# Waterproofing transition from wall to tub with no flange



## send_it_all (Apr 30, 2007)

Depending on what you intend to use for waterproofing...If it's going to be normal building paper as a vapor barrier I would take my time and use contact cement or similar to glue the paper to the tub where it meets the framing. Take care to leave enough slack so that when you set the cement board down, it doesn't tear the paper. You can cut off the excess paper after you install the cement board. I would then seal the joint between cement board and tub with silicone caulk before installing tile.

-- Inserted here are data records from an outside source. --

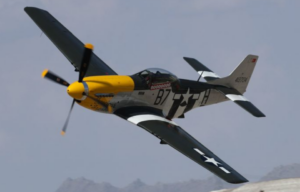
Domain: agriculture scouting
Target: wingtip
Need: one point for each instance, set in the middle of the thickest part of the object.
(44, 73)
(89, 46)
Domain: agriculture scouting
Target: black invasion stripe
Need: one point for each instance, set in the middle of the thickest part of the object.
(248, 106)
(190, 104)
(174, 107)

If you are going to use Kerdi, I would do the same thing with it except it goes on OVER the cement board. I would still caulk the cement board first, then glue the Kerdi to the tub with contact cement...then caulk the tile to the tub....keep on top of the tile caulking for the rest of your life.


----------



## Boz (Mar 15, 2008)

> keep on top of the tile caulking for the rest of your life.

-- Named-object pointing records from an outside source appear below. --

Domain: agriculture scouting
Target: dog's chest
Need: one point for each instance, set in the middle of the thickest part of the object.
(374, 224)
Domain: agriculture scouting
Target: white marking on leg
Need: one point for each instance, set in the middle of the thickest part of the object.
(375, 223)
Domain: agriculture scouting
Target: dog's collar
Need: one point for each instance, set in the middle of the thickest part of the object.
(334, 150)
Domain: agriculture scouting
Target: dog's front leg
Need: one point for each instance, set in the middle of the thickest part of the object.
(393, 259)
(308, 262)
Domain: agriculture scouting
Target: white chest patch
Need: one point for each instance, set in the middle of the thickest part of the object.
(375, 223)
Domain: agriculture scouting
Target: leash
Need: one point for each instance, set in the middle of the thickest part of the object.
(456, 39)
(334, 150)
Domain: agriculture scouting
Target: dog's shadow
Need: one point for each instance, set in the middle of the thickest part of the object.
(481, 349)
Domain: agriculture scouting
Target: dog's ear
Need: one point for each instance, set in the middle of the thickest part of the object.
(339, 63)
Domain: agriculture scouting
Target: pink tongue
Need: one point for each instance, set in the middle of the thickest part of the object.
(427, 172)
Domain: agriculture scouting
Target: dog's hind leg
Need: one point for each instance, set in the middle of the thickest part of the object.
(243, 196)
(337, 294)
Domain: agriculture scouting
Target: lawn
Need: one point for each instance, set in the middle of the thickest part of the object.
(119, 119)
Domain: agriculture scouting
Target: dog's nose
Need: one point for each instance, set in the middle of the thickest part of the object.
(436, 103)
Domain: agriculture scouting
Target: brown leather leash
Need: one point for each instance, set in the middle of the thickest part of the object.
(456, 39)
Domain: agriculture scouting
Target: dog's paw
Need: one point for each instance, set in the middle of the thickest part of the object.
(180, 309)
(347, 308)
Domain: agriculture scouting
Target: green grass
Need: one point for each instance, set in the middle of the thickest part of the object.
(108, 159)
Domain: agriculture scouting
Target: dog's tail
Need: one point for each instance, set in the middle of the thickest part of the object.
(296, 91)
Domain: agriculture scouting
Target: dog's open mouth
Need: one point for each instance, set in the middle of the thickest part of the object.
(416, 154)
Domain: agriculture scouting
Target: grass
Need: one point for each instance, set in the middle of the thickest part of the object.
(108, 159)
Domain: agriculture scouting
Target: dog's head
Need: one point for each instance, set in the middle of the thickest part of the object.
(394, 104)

Without a flange, this is the key.


----------



## Chris Johnson (Oct 31, 2007)

Purchase a flange kit

Most tub manufacturers make them for situations like this


----------



## Big John (Mar 15, 2008)

Hey everyone!

Thanks for the suggestions. I sure do appreciate it.


----------



## AtlanticWBConst. (May 12, 2006)

Big John,

Look into what Chris Johnson suggested: *Optional Tile Flange Kit* for tubs.

Try this: http://jacuzzi.com/home.php

See Diagram on Page 9 of 32, RIGHT side schematic (PDF file): http://www.jacuzzi.com/pdf/ASTERIA.PDF


----------